Ansible: Automatic state
Before I set up VyOS, I had the urge to learn Ansible, as it should work perfectly with anything CLI. However, this was the reason why it took almost a month to set up my network. I had to learn Ansible, figure out its quirks, find out that VyOS collection was poorly written, and that I didn’t understand Ansible until I’ve tinkered with it for a long while.
But don’t get me wrong, Ansible is good. My first playbook made it possible to update all my services, no matter what package manager they have, nor where they are located. (apt/apk/pacman/dnf/zypper for package managers; VM/CT/bare for services) By then I only had manually set up my main account to have a key used for SSH. I later extended this into a bootstrap playbook that on some services created a new ansible user that only has a key for access and can only be reachable from the ansible container. Neat.

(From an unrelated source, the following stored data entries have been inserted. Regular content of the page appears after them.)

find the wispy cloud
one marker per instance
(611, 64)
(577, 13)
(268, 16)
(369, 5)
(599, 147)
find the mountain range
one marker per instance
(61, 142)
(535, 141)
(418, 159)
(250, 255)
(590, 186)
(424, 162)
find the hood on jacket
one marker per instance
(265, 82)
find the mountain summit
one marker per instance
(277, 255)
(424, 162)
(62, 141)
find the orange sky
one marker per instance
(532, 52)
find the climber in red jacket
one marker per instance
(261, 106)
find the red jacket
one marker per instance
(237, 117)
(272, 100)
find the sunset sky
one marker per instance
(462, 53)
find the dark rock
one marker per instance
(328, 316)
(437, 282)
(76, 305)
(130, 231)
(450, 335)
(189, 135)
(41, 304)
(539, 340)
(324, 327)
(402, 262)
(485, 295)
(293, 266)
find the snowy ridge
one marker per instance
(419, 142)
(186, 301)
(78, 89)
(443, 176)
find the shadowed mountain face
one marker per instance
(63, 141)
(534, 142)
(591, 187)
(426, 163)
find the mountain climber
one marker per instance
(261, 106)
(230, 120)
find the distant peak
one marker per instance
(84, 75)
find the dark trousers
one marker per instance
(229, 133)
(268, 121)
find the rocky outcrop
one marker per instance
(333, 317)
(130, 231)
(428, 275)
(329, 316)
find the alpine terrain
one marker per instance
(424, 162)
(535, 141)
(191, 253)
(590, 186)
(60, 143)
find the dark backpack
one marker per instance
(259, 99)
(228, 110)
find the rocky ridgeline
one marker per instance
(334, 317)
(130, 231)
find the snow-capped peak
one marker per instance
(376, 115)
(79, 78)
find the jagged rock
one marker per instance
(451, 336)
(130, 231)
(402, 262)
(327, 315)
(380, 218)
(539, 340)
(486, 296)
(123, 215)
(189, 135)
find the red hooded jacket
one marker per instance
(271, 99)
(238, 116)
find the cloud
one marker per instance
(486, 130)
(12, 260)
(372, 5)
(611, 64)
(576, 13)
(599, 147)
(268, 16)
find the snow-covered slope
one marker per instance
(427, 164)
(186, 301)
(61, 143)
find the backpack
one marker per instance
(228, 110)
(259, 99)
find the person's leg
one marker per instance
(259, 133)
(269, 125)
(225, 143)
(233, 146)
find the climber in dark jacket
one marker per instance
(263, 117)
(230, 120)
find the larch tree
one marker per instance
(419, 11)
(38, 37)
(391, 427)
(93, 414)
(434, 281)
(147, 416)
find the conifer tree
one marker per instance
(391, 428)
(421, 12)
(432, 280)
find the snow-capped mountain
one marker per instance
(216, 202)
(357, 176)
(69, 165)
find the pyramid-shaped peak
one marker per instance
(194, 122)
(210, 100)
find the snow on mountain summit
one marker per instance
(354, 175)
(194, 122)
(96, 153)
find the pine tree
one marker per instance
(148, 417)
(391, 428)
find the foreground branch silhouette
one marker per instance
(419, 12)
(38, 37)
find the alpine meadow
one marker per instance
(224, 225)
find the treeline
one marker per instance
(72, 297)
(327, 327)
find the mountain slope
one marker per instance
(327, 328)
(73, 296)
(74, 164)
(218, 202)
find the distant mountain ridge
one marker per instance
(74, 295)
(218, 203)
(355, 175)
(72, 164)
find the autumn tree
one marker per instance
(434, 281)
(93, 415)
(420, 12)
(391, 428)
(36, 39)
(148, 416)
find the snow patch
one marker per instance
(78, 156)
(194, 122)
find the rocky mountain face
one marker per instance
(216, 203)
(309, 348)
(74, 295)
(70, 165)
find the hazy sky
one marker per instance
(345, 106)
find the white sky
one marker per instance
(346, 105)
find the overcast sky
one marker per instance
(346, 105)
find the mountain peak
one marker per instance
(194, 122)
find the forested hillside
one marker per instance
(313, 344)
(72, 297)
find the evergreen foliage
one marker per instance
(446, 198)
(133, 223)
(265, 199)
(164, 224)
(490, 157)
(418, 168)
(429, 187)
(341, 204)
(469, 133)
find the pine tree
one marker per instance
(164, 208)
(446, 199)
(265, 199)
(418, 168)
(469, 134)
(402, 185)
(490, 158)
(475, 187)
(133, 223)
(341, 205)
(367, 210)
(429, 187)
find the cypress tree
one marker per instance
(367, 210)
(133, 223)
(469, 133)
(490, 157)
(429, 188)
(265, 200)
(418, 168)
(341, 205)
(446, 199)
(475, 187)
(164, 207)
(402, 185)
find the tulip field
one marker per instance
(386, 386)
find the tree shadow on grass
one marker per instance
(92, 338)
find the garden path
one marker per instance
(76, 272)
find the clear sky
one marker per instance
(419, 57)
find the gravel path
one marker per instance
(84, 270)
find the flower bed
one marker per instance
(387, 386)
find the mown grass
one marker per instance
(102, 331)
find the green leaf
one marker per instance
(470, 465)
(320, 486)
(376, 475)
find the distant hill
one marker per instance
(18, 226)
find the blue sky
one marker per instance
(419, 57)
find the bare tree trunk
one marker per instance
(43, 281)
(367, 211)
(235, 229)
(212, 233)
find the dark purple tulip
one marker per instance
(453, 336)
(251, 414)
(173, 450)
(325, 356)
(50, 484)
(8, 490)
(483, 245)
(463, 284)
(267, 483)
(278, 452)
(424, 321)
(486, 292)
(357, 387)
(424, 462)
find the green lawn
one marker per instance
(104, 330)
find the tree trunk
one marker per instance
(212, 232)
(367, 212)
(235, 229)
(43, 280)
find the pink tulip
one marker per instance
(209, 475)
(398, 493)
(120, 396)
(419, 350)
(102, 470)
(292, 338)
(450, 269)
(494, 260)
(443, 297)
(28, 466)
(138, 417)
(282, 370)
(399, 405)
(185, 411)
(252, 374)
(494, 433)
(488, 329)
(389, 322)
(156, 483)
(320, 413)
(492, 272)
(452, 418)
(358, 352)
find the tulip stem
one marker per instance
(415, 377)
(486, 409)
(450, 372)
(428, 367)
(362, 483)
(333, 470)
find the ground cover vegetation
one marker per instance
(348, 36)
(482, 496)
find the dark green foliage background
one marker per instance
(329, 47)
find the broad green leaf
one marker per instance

But before that bootstrap, I wanted to tinker more with my network, as that was a big thorn at my side, having several services (router; firewall; DNS; DHCP; port forwarding) that doesn’t know about each other, yet they should as they relate to each for the whole network to function properly. Luckily, VyOS had its own collection, but the sad part is that most functionality I use I had to manually configure anyway. I therefore made a jinja filter to convert yaml to VyOS config. Added all services, grouped them together into neat piles, and added specific information for each one of them. Finally I created three roles, one for the router, one for the piholes and finally one for prometheus. The router group would then generate configs for VyOS that related to routing, firewall, port forwarding and DHCP. The pihole included DNS, not only internal DNS, but also external for those services that is located on the intranet. Everything is then updated each time I run the playbook. The prometheus is just putting the hosts in config files for prometheus to parse.
While this took some time to set up, it makes it a lot easier to fix stuff in the future. The best part is that if I ever decide to move from one system to an another, I can either recreate all the things I did before, as the playbooks are basically documentation, but I can also easily switch to some other software if necessary. Ansible may have exclusive collections for a specific system, but as long as you got variables, and hosts, you can easily switch between them with less tinkering than one normally would.
For instance, I’m trying to set up a playbook that handles my web server in a smarter manner. This could reduce my previous 5 min adding a domain, to less than a minute. It’s also easier to verify that everything works with Ansible as well.
I’m still not done , though. Ansible got so much potential that it wont cover my whole infrastructure for an another year.